Romania leads qualifying at Euros
BRUSSELS -- After a long injury layoff, the European Championship was supposed to vault Russia's Aliya Mustafina back among the outstanding favorites for gold at the London Olympics.
Instead, Thursday's team qualifying left her distraught and suddenly looking like a fallible teenager where she once seemed poised for perfection.
In a half-empty Heysel hall in the morning session, Mustafina opened on the floor and it took her exactly 17 seconds to lose the poise and confidence she had always shown since winning the 2010 world all-around title as a 16-year-old. She emerged from a swirl of high-jumping moves only to come up just short on her landing. She fell back on her behind, the most ungraceful move of her routine.
In the team standings, Romania scored 177.472 points to lead second-place Russia by 4.910 points.
Throughout the two-hour session, Mustafina never fully recovered. She botched two moves on the uneven bars, where she was the silver medalist at the 2010 world championships, and landed less than perfect on her vault. When it was over, teammates smothered her with sympathy before she walked past reporters, stony-faced and pale.
Instead of dominating the closing weekend, the best she can do now is boost the Russian effort to overcome a surprisingly strong Romania for the team title on Saturday. There is no all-around title at stake, and Mustafina failed to qualify for any of the apparatus finals on Sunday. That's in stark contrast to the 2010 world championships, where she made all four event finals after winning gold in the team competition and all-around.

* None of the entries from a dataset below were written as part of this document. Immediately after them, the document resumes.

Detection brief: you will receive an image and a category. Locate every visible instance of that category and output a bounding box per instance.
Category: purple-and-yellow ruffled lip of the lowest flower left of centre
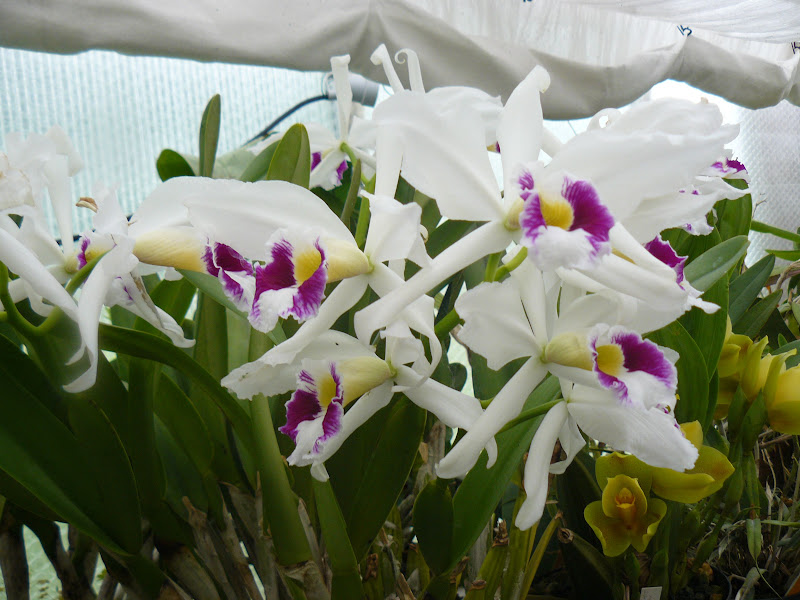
[278,362,344,452]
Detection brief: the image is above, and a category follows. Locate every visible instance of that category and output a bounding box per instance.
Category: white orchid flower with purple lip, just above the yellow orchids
[437,263,696,527]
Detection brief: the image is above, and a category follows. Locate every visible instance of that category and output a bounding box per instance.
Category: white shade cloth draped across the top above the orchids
[0,0,800,119]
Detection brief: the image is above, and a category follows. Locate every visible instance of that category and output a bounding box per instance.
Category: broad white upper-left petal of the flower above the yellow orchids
[456,280,540,370]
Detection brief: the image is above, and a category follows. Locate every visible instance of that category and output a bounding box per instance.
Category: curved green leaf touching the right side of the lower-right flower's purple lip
[648,321,709,423]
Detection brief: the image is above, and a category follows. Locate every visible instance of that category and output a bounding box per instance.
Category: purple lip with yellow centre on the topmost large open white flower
[516,170,614,271]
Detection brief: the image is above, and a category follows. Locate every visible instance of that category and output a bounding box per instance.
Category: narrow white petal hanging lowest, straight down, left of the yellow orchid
[514,402,567,530]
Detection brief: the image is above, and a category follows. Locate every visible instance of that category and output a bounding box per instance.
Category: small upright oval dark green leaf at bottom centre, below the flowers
[413,479,453,575]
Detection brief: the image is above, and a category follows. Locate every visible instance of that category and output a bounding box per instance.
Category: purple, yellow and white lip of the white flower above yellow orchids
[589,324,678,406]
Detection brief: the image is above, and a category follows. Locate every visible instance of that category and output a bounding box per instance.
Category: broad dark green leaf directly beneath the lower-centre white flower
[326,398,426,557]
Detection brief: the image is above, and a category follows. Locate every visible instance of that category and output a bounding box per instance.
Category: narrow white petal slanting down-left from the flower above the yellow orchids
[436,358,547,479]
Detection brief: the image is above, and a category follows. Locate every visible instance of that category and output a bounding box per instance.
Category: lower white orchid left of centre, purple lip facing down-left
[222,321,490,479]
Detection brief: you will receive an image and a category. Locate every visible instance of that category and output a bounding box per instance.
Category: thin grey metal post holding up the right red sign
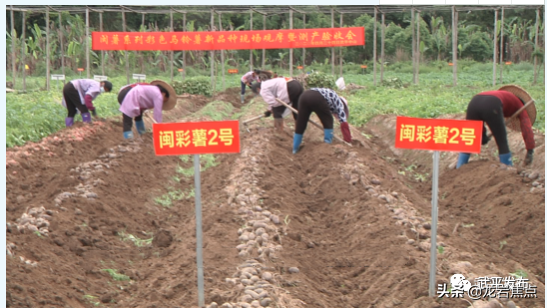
[429,151,440,297]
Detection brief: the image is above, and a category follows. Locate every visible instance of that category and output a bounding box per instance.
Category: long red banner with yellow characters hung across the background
[92,27,365,50]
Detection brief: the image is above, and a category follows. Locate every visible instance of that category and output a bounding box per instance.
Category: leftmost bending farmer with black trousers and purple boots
[63,79,112,127]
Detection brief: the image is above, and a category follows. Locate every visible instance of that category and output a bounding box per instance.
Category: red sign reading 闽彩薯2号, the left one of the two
[153,121,240,155]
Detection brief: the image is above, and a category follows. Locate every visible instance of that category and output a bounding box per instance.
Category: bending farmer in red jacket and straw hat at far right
[456,85,536,169]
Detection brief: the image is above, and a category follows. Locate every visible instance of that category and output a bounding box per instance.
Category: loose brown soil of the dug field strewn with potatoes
[6,89,545,308]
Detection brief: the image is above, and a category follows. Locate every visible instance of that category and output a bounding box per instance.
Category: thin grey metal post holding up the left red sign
[194,154,205,307]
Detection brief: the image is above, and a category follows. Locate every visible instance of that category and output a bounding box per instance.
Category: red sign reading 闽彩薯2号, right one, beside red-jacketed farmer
[395,117,483,153]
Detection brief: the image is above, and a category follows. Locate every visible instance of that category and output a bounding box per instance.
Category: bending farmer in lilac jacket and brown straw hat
[118,80,177,139]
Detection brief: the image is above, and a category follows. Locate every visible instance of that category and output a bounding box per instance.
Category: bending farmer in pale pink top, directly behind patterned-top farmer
[252,78,304,132]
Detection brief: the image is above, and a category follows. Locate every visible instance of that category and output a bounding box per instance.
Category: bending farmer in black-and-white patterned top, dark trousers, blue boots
[293,88,351,154]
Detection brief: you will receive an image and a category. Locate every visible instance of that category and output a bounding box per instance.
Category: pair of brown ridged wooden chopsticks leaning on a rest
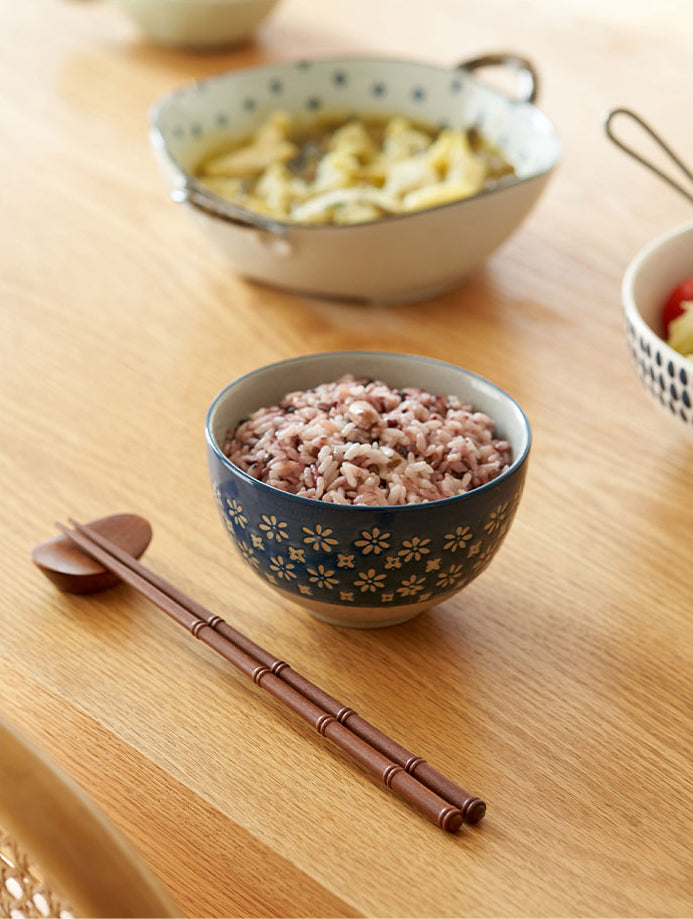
[56,519,486,833]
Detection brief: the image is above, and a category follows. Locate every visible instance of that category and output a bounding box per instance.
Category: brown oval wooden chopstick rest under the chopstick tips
[31,514,152,594]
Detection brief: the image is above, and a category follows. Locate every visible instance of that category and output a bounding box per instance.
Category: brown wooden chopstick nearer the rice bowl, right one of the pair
[69,518,486,823]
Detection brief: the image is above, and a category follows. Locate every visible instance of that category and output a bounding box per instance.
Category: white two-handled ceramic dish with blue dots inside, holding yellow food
[150,54,560,302]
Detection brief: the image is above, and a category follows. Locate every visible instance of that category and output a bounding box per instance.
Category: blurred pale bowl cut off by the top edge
[112,0,279,51]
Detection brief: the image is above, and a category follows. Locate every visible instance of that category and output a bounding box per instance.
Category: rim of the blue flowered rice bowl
[205,351,532,514]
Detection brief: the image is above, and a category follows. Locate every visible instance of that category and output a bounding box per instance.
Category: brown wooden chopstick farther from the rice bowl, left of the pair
[56,520,464,833]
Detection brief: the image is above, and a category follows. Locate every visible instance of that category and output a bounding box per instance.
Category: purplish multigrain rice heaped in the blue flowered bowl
[224,375,512,505]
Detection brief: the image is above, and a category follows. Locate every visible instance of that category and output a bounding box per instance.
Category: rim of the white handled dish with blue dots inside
[149,55,561,234]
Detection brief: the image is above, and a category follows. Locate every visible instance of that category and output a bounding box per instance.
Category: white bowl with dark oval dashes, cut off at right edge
[621,221,693,437]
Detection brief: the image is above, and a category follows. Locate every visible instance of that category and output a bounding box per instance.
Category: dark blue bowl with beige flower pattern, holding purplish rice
[206,352,530,627]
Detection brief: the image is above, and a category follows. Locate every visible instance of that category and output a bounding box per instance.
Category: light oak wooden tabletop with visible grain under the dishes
[0,0,693,916]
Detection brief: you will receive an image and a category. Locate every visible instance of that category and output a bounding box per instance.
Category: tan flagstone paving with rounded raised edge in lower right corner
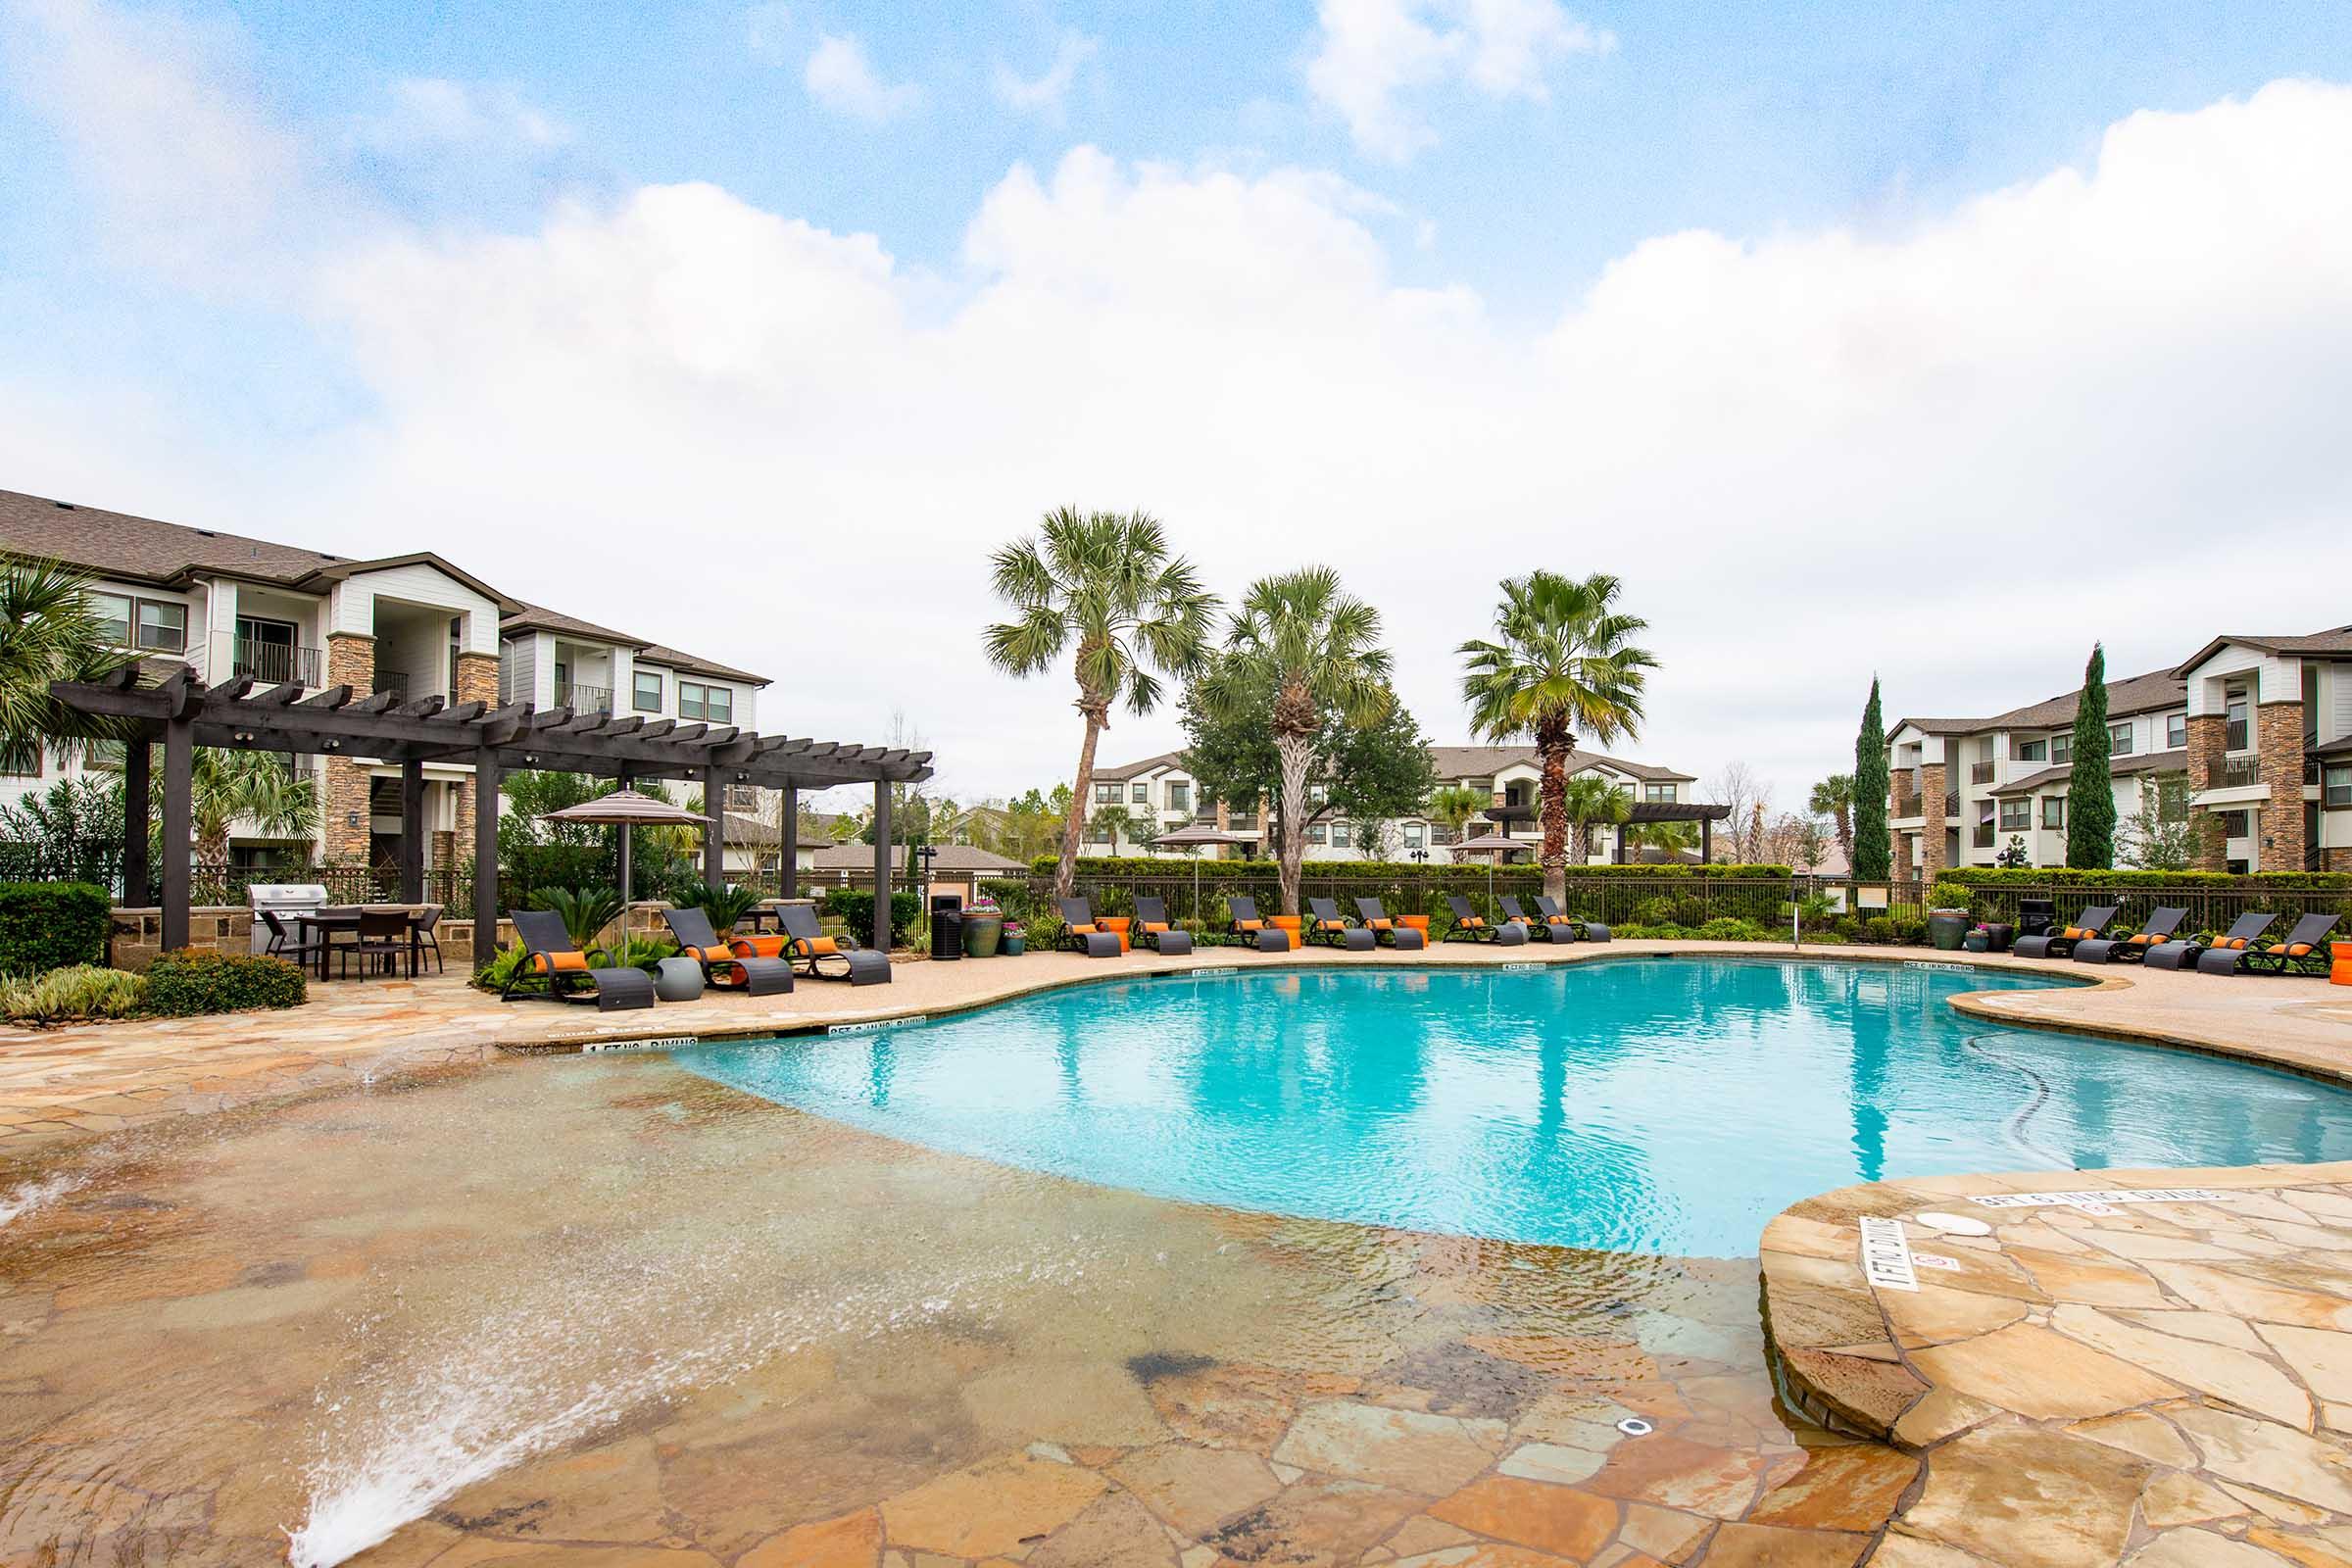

Instead of leading her country, Mustafina was the third-best Russian on the uneven bars and on the floor -- an event where none of her compatriots made the final.
But Romanian coach Octavian Belu didn't want to read too much into Thursday's performance.
"Russia is Russia," Belu said. "We know what they are able to do when they are in big form."
Now the question is when that good form will come back for Mustafina.
She blazed onto the world scene two years ago, blowing away opposition with a rare combination of power, elevation and elegance that had shades of the great Svetlana Khorkina. At the 2010 world championships, she almost singlehandedly took Russia to its first team title at a major event since the Unified Team won the 1992 Olympics and walked off with four other medals.
But at last year's European Championships, she tore the anterior cruciate ligament in her left knee and needed surgery. That left less than 18 months before the London Olympics, so the timetable was tight. But it was thought Mustafina's youth and vigor would easily overcome the setback, and she was back competing before the end of the year.
On Thursday, perhaps out of sheer nerves, she kept working and turning her left knee much more than her right during warmups. No single error, though, could be clearly contributed to the former injury.
It's too early to write off Mustafina for London, but she did show frailty for the first time. American Jordyn Wieber won the world title without competing against Mustafina last year, and their face-off could become one of the highlights of the games.
Wieber upstaged Mustafina at the 2011 American Cup, Mustafina's first meet as the world champion and Wieber's first at the senior level.